Betriebe helfen einander

Der Tourismus in Lennestadt boomt: Mehr Urlauber im Sauerland

Zeigen sich zufrieden mit den Zahlen der Urlauber in Lennestadt (von links): Andreas Voss, Andrea Remmel und Oliver Mester.
Zeigen sich zufrieden mit den Zahlen der Urlauber in Lennestadt (von links): Andreas Voss, Andrea Remmel und Oliver Mester.
Foto: Christine Schmidt
Lennestadt. Der Tourismus in Lennestadt boomt. Die drei Inhaber der Gastgewerbe - und Gastronomiebetriebe Hotel Voss, Haus Mester und Klaukenhof ziehen eine positive Bilanz für die ersten acht Monate im Jahr 2017, denn: Immer mehr Menschen machen im Sauerland Urlaub und buchen Kurztrips oder Pauschalreisen.

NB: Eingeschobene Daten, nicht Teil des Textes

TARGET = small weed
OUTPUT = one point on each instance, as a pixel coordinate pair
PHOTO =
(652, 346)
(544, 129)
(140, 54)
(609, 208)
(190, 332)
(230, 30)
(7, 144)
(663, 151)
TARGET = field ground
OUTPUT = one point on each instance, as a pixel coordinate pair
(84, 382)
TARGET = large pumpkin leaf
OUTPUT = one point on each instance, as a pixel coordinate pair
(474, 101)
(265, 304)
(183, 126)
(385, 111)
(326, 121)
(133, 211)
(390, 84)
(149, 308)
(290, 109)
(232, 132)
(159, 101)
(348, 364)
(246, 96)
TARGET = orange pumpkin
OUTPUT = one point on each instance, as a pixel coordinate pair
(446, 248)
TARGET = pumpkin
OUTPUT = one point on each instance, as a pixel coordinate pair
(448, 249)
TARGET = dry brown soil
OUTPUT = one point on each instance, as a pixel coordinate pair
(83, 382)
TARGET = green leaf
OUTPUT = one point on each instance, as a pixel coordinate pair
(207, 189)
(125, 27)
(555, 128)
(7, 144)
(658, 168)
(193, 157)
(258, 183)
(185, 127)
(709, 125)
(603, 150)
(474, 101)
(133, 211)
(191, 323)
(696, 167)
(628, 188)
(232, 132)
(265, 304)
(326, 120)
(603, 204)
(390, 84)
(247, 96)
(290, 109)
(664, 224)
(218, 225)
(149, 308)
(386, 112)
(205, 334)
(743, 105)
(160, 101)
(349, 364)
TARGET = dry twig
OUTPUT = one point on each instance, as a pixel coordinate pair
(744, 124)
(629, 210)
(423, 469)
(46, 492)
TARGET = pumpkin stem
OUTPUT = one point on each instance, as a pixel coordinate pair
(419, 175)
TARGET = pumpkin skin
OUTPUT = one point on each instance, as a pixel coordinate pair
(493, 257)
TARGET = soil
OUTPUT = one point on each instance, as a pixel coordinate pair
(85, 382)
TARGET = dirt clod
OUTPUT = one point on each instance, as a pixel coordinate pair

Oliver Mester, Betreiber des Hauses Mester in Oedingen, erklärt: „Der Gastro geht es gar nicht so schlecht, wie alle immer sagen. Wir hatten dieses Jahr so viele Gäste wie schon lange nicht mehr.“ Mindestens 25 Prozent mehr Urlauber verzeichnet der Gastronom in dieser Saison nach eigenen Angaben. Mester vermutet, dass das an den Rückgängen der Türkeiurlauber läge sowie an den überteuerten Preisen für Spanien. Genauso sieht die Lage beim Klaukenhof in Burbecke und dem Hotel Voss in Saalhausen aus. Die meiste Zeit seien die Häuser komplett ausgelastet gewesen, erklären Andrea Remmel vom Klaukenhof und Andreas Voss aus Saalhausen.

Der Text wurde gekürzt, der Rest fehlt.